I am trying to understand how the following CDF expression is obtained.
$h_1 = \text{min}(f, g)$ ---(1)
where $f, g$ are independent and identically distributed random variables.
$F_{h_1}(h) = \text{Pr}(h_1 < h) = \text{Pr}(\text{min}(f, g) < h)$ ----(2)
$F_{h_1}(h) = 1-(1-\text{Pr}(f<h))(1-\text{Pr}(g<h))$ ----(3)
$F_{h_1}(h) = $F_{f}(h)+ F_{g}(h) - F_{f}(h)*F_{g}(h)$----(4)
where $F(.)$ denotes CDF.
I had understood eq. (1) and (2) clearly, but not getting how eq. (3) and (4) is obtained.
Any help in this regard will be highly appreciated.

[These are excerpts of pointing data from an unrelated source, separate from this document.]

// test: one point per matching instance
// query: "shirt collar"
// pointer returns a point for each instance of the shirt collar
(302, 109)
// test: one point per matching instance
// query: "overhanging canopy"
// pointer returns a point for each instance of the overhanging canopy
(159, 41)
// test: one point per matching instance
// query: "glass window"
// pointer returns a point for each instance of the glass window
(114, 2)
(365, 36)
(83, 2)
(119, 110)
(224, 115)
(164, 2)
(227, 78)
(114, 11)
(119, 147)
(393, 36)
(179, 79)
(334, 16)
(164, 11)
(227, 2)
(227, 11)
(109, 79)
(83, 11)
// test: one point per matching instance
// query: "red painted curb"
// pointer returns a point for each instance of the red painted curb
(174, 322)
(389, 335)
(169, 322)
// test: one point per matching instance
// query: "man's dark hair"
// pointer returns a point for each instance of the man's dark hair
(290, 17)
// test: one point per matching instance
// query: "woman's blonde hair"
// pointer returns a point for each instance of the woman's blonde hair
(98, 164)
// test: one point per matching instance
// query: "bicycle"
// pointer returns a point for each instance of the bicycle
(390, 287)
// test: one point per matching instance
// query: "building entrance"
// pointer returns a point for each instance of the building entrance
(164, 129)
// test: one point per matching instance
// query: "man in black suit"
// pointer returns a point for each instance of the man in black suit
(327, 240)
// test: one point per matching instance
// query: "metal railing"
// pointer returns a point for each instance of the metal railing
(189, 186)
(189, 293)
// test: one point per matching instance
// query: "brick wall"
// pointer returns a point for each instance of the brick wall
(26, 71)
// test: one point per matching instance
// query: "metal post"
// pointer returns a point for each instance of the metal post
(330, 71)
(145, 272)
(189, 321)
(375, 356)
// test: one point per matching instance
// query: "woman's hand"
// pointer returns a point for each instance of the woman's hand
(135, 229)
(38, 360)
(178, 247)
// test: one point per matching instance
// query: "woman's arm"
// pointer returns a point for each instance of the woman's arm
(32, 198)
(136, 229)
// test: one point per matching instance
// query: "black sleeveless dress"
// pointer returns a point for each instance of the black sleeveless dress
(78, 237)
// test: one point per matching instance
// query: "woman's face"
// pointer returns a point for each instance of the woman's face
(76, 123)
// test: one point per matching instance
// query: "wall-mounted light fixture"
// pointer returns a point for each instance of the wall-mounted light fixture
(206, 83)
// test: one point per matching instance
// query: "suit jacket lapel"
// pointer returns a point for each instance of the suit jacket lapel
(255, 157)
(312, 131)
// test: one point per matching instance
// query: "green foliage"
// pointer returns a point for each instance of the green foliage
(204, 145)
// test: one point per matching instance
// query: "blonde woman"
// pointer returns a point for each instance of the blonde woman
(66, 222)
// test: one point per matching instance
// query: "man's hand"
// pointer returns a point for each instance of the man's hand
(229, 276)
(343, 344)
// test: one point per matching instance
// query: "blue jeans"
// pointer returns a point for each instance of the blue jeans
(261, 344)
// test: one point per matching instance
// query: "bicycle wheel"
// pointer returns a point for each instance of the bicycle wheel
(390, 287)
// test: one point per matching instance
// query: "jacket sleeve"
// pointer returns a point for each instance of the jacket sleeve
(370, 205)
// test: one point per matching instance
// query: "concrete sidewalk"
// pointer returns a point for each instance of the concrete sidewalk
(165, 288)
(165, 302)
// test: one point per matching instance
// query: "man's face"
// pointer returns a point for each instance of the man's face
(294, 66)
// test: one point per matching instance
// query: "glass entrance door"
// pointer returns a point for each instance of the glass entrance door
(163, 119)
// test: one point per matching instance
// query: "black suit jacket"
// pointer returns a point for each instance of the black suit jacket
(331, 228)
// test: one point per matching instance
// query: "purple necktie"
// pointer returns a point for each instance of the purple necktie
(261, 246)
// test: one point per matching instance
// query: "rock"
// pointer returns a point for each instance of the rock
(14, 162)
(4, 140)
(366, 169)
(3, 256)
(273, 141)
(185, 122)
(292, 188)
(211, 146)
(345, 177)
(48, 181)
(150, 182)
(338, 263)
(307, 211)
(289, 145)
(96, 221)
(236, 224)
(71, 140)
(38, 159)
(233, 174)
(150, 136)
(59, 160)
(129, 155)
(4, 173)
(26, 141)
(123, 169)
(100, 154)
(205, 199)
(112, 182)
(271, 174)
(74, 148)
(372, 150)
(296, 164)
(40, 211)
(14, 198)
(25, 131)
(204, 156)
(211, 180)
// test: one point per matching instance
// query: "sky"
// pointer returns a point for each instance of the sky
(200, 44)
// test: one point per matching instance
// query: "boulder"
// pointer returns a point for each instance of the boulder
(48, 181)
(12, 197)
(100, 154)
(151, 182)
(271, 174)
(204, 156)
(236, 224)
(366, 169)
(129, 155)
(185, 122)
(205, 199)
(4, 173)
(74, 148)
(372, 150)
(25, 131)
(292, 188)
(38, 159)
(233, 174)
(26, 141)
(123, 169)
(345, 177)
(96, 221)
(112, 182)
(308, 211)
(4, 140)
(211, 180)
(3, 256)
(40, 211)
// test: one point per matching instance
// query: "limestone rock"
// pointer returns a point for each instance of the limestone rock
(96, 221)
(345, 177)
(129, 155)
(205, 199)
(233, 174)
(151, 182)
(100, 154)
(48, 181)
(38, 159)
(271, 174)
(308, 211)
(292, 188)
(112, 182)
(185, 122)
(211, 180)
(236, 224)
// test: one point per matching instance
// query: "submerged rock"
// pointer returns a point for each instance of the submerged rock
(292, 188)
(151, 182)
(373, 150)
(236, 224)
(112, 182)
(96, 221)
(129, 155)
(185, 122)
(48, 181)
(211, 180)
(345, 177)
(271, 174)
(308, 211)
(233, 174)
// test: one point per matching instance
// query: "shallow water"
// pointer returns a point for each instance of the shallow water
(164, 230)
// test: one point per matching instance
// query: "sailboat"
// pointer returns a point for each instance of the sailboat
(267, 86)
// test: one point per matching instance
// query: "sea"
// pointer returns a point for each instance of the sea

Note that \begin{align} F_{h_1}(h) &= Pr(min(f,g) < h) \\ &= 1 - Pr(min(f,g) \geq h). \end{align} If the minimum of $f$ and $g$ is bigger than $h$, then this means that both are bigger than $h$. So, we get \begin{align} F_{h_1}(h) &= 1 - Pr(min(f,g) \geq h) \\ &= 1 - Pr(f \geq h \text{ and } g \geq h). \end{align} Since, $f$ and $g$ are independent we know that \begin{align} F_{h_1}(h) &= 1 - Pr(f \geq h \text{ and } g \geq h) \\ &= 1 -Pr(f \geq h) \cdot Pr(g \geq h)\\ &=1 -\big(1 - Pr(f < h) \big) \cdot \big(1 - Pr(g < h) \big)\\ &= 1 - \Big( \big(1-F_{f}(h)) \cdot (1-F_{g}(h) \big) \Big)\\ &= 1 - \big( 1 + F_{f}(h)F_{g}(h) - F_{f}(h) - F_{g}(h) \big)\\ &= F_{f}(h) + F_{g}(h) - F_{f}(h)F_{g}(h). \end{align} We have now established equation 3 and 4.